Optimizing the eviction of code containers from disk

I’m working on a system to run code on demand ( starting thoughts ), and so I’m always thinking about the current and future architectures of this system, things that may happen in the future and ways I can react to them, possible ways to expand the system, how I can further simplify what I already have, and so on.

At the end of August, I came across Juncheng Yang’s post about his work on S3-FIFO, a new cache eviction algorithm, and made me think about one of the parts of the system I’m building (I’ll also refer to it as the system throughout this post).

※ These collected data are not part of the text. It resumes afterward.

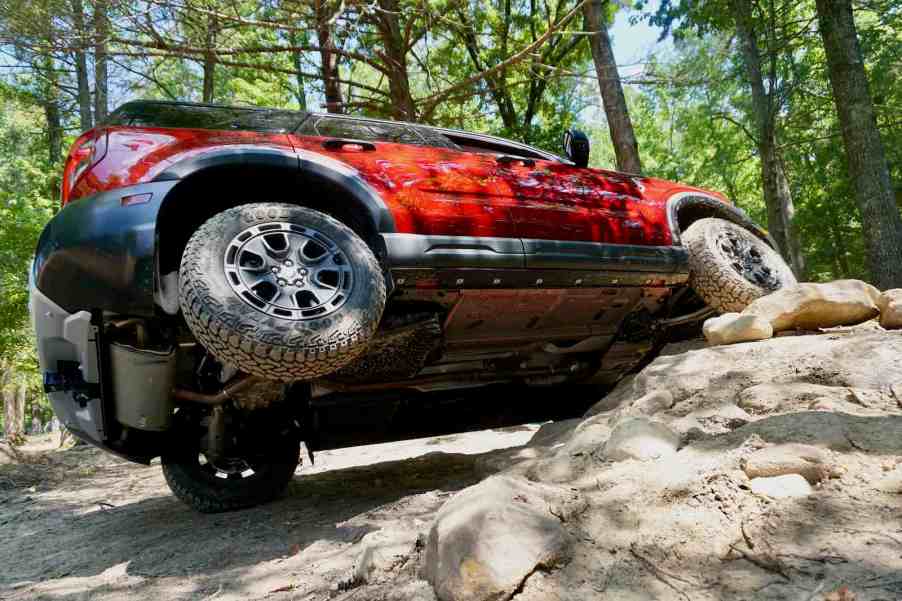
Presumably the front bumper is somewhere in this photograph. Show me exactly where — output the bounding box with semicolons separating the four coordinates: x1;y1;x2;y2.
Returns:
29;278;107;443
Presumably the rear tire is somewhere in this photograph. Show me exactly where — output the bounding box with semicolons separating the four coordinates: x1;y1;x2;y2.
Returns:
178;203;386;381
162;422;301;513
683;218;796;314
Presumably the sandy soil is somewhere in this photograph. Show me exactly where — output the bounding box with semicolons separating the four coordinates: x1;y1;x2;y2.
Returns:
0;425;538;601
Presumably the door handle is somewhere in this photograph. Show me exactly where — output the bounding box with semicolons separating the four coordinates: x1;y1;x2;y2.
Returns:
322;138;377;151
496;155;535;167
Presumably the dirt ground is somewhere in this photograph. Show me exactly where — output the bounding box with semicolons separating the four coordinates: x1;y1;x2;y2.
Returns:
3;327;902;601
0;424;542;601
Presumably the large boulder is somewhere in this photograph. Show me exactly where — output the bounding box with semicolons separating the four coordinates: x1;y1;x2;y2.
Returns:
422;475;576;601
601;417;680;461
743;279;881;332
878;289;902;329
740;443;837;484
703;312;773;345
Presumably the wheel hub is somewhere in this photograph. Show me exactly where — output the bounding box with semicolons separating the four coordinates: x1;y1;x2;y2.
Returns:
717;231;782;291
198;453;257;479
223;222;353;320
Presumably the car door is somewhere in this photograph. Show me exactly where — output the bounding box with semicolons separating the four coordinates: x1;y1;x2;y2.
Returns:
501;159;665;245
290;115;520;241
427;132;661;245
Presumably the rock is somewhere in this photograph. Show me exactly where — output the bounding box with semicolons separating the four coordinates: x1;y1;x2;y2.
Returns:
354;529;414;584
703;313;773;345
737;382;846;414
633;390;674;416
559;413;614;457
527;418;582;449
807;396;886;416
749;474;813;498
601;417;680;461
423;475;574;601
525;453;587;484
673;404;753;436
741;443;836;484
743;280;881;332
874;467;902;494
878;289;902;329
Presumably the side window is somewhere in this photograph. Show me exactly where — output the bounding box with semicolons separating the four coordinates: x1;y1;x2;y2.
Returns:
443;134;547;160
297;116;459;149
305;117;422;145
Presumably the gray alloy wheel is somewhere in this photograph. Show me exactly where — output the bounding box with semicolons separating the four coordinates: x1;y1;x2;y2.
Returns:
179;203;386;381
683;217;797;314
223;222;354;321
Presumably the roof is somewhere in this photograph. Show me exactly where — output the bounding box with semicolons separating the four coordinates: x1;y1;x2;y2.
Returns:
108;100;566;162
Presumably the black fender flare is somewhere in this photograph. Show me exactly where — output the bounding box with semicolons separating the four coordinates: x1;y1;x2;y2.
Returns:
153;146;397;234
666;192;778;251
152;146;397;314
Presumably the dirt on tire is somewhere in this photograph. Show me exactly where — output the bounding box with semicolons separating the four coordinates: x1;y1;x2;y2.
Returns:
684;217;797;313
179;203;386;381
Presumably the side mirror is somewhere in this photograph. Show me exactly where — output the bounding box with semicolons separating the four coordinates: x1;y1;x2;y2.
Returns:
563;129;590;168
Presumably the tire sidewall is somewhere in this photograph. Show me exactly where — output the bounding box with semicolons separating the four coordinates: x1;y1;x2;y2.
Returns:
162;428;301;513
685;218;796;313
179;203;386;379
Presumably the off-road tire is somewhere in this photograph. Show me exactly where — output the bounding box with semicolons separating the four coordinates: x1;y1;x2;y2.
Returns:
179;203;386;381
684;217;796;314
162;431;301;513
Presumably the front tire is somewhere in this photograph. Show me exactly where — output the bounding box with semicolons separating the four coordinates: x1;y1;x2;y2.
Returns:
684;218;796;314
179;203;386;381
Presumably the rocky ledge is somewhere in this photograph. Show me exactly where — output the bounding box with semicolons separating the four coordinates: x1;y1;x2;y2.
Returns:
407;281;902;601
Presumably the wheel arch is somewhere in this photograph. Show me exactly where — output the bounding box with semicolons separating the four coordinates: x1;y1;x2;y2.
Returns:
667;192;778;251
153;148;395;314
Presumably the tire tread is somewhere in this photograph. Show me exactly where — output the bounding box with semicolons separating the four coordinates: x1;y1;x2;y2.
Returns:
178;203;387;381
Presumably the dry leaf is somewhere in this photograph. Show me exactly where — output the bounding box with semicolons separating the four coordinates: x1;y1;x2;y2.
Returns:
824;585;856;601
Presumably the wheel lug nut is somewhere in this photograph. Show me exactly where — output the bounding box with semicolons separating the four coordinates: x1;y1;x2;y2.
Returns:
271;266;280;273
277;279;287;286
294;280;303;286
284;260;293;267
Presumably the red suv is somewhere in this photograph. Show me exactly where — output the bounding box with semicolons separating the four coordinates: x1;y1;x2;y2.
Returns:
30;101;795;511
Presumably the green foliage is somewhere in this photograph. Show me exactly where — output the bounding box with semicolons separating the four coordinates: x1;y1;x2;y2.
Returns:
0;89;56;422
0;93;55;358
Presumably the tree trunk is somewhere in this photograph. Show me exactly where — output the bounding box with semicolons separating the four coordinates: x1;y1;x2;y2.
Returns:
44;101;63;166
731;0;805;278
40;47;63;196
0;366;9;437
815;0;902;289
374;0;417;120
288;29;307;110
15;382;26;435
315;0;342;113
584;0;641;174
70;0;93;131
202;14;216;103
3;375;24;442
93;0;109;121
456;7;517;131
829;216;851;277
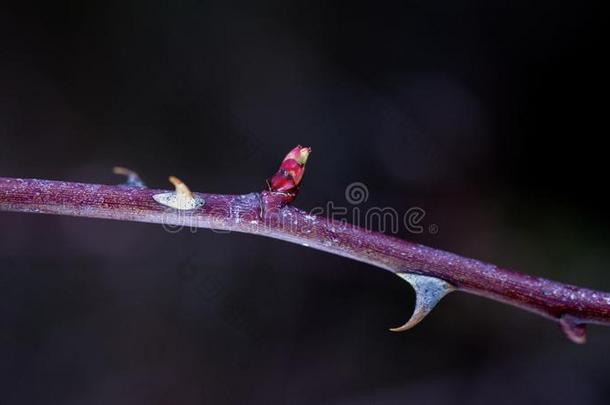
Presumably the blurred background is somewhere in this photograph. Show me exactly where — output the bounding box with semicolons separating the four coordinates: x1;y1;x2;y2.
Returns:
1;1;609;404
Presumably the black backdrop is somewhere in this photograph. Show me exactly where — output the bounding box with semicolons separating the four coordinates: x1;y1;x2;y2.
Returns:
1;1;609;404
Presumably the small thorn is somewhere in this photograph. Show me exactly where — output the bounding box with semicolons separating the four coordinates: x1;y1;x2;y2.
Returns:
390;273;455;332
559;315;587;344
113;166;146;188
152;176;205;210
168;176;193;200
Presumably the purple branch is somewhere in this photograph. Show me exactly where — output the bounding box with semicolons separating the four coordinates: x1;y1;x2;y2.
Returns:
1;169;610;344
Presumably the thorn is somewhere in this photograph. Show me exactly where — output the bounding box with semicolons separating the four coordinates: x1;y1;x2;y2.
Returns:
559;315;587;344
168;176;193;200
113;166;146;188
390;273;455;332
152;176;205;210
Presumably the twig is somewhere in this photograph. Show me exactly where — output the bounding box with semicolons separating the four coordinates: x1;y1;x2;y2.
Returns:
1;146;609;344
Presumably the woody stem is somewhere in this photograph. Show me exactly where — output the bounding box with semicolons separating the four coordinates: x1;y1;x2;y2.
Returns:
1;176;610;343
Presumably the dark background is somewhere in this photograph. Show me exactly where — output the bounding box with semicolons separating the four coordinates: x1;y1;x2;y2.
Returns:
1;1;609;404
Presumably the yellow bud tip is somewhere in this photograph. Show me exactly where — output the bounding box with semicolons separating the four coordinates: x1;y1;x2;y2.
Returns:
297;147;311;165
285;145;311;165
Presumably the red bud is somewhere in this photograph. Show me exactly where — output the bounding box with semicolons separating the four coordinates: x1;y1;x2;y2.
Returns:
267;145;311;202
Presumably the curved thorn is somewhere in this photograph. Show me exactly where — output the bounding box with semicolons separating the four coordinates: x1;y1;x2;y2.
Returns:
168;176;193;200
153;176;205;210
559;315;587;344
390;273;455;332
113;166;146;188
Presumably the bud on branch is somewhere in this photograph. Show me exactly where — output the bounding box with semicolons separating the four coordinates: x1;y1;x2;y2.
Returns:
267;145;311;203
1;145;610;344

In the system, machines receive some input to work on, along with a reference to the code that needs to run. To do the work, they need to fetch the code from a repository and then run that code with the given input, and for faster access on subsequent invocations, that code stays in the machine’s local disk. Throughout the system’s lifetime, given that it’ll get many different pieces of code to run over time, a machine will run out of disk space if old code isn’t removed. This resembles cache eviction, and I wondered whether I could adapt S3-FIFO to work in this scenario.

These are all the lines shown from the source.